Bennet cleared his throat. “I have failed you as a husband, Franny.” She pressed her lips together, but offered no contradiction.

“After Mother and little Matthew were taken by the fever...” A sob caught in his wife’s throat.

“I blamed you unjustly. The illness that ravaged so many homes was not of your making. That you survived when our babe did not…” His voice faltered as he offered her his handkerchief, and she took it with trembling fingers.

“While you mourned, I retreated into selfishness. I fled our grief, only to return with Mary. Perhaps bringing her to Longbourn was a mistake. I should have left her with her mother.”

“No!” Franny exclaimed. “Do not say that.”

“You cannot deny that Mary is sometimes the forgotten child. We have ignored that poor girl, letting her bumble about on her own with no guidance from either you or me. Is it any wonder she clings to the church and wishes to remain in Meryton with the rector and his wife?”

“That little girl,” Franny whispered, “with those deep, knowing eyes... she mended something in me when our Matthew died, and all you offered were cold words and judgment.” She looked up. “Longbourn is where she belongs.”

“Do you truly believe that?”

“With all my heart, Thomas. The Lord took our son but blessed us with Mary. My only regret is not better understanding her quiet nature when our other daughters are so lively.”

Bennet’s lips curved slightly. “She reads more than Lizzy.”

“Her reading material is suspect. Who in the world introduced her to Fordyce’s Sermons for Young Women?”

Bennet ducked his head and cleared his throat.
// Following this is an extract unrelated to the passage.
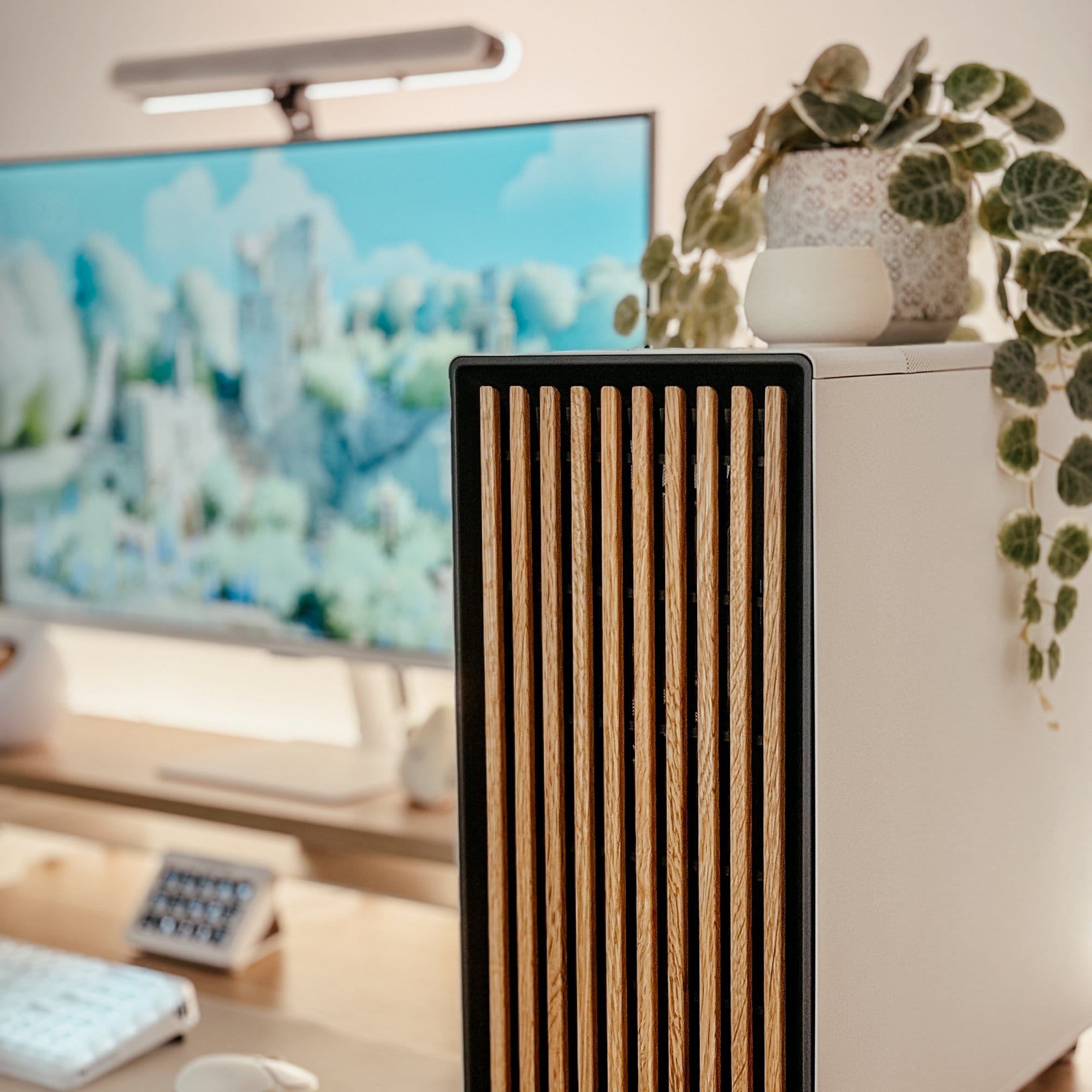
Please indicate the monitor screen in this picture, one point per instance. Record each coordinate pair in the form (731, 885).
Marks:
(224, 403)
“I did, purely as a joke,” he admitted when his wife harrumphed.

“Mary was asking for doctrinal tracts, and I thought she would be amused by the outdated ideas that the moralising fool spouted.” He rubbed the back of his neck.

“Little did I know she would forsake the sound teachings of Holy Scripture for that claptrap.”

“Thank goodness for Mr. Allen and his wealth of knowledge, and the patience to answer all her questions.”

“Aye, he and his wife have, in many ways, adopted her as one of their own.”

“Thomas,” Franny ventured hesitantly. “Mrs. Allen strongly resembles Mary. Am I wrong in thinking that?”

“You are not mistaken,” he replied. “When I granted Mr. Allen the living at Longbourn, I was aware that Mrs. Allen is the sister of Mary’s mother.”

“Do they know who Mary is?”

“They do.”

“Are you not concerned that Mary’s natural mother might demand money, now that you are an earl?”

“I am not. Mrs. Allen’s sister made more than one mistake in her life, and, sadly, she died in childbirth less than two years after having Mary.” Bennet took his wife’s hand in his and squeezed. “I have entrusted Mrs. Allen to tell Mary the truth when she deems our daughter ready.”

“Mary will be so disappointed in us. I must know when she learns the truth. I want her to understand that though she is not my daughter by blood, she is the daughter of my heart.”